Developing curriculum: Teachers may collaboratively work on lesson plans, assignments, projects, and new classes, such as an interdisciplinary class taught by two educators from distinct subject areas (for example, an art-history class taught by an art educator and a history educator). Teachers may also plan or develop other learning experiences, such as capstone projects, demonstrations of learning, learning pathways, personal learning plans, or portfolios, for example.

Benefits and Challenges of Common Planning Time

The common planning time concept is not usually an object of debate. Still, skeptics may question whether the time will positively impact learner learning, whether educators will utilize the time purposefully and productively, or whether learners would be better served if they spent more time teaching.

Since it’s often extremely challenging, from a research perspective, to attribute gains in learner performance to anyone’s influence in a school, the benefits of common planning time may be challenging to measure objectively and reliably.

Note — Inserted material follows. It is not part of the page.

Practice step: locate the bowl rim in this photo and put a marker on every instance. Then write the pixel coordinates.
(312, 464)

However, common planning time will be debated when the time is poorly used, when meetings become disorganized and unfocused, when educators have negative experiences during meetings, and when the practice is perceived as a burdensome requirement.

Like any school-improvement strategy or program, the design and execution quality will usually decide the results achieved. If meetings are poorly organized and operated, and conversations lapse into complaints about policies, or if educators fail to turn group learning into changes in teaching strategies, common planning time is less likely to be successful.

Benefits

Advocates of common planning time believe that it can foster and promote a broad variety of professional interactions and practices among educators in a school. For instance:

  • Teachers may volunteer for leadership responsibility or feel a more profound investment in a school-improvement initiative.
  • Teachers may feel more confident and better equipped to address their learners’ learning needs, and they may become more willing to participate in the type of self-reflection that leads to professional growth.
  • The school culture may improve, and collegial relationships can become better and more trusting if the faculty interacts and communicates more productively.
  • Teachers may participate in professional collaborations more often, such as co-creating and co-teaching interdisciplinary classes.
  • More teaching innovation may take hold in classes and educational programs, and educators may begin incorporating efficient teaching strategies that are being used by colleagues.
  • Teachers may begin utilizing more evidence-based approaches to constructing lessons and delivering instruction.

Challenges

When implementing common planning time, administrators and educators may encounter several challenges that could give rise to criticism or debate. For instance:

  • Competing duties and logistical challenges can make the scheduling of regular common planning time challenging. Insufficient meeting time or randomly scheduled time may then undermine the strategy and its potential benefits.
  • A scarcity of school leaders’ support could lead to an inadequate investment of time,  resources, and attention.
  • Poor training for group facilitators could produce ineffective facilitation, disorganized meetings, and an erosion of confidence in the strategy.
  • A scarcity of clear goals for common planning time can lead to unfocused conversations, misspent time, and general confusion about the meeting’s purpose.
  • A negative school or faculty culture can lead to tensions, conflicts, factions, and other issues that undermine the common planning time’s potential benefits.
  • A lack of observable, measurable progress, or learner-achievement gains can erode support, motivation, and enthusiasm for the strategy.
  • Divergent educational philosophies or learning styles can create disagreements that threaten the collegiality and idea of shared purpose usually required to make common planning time successful.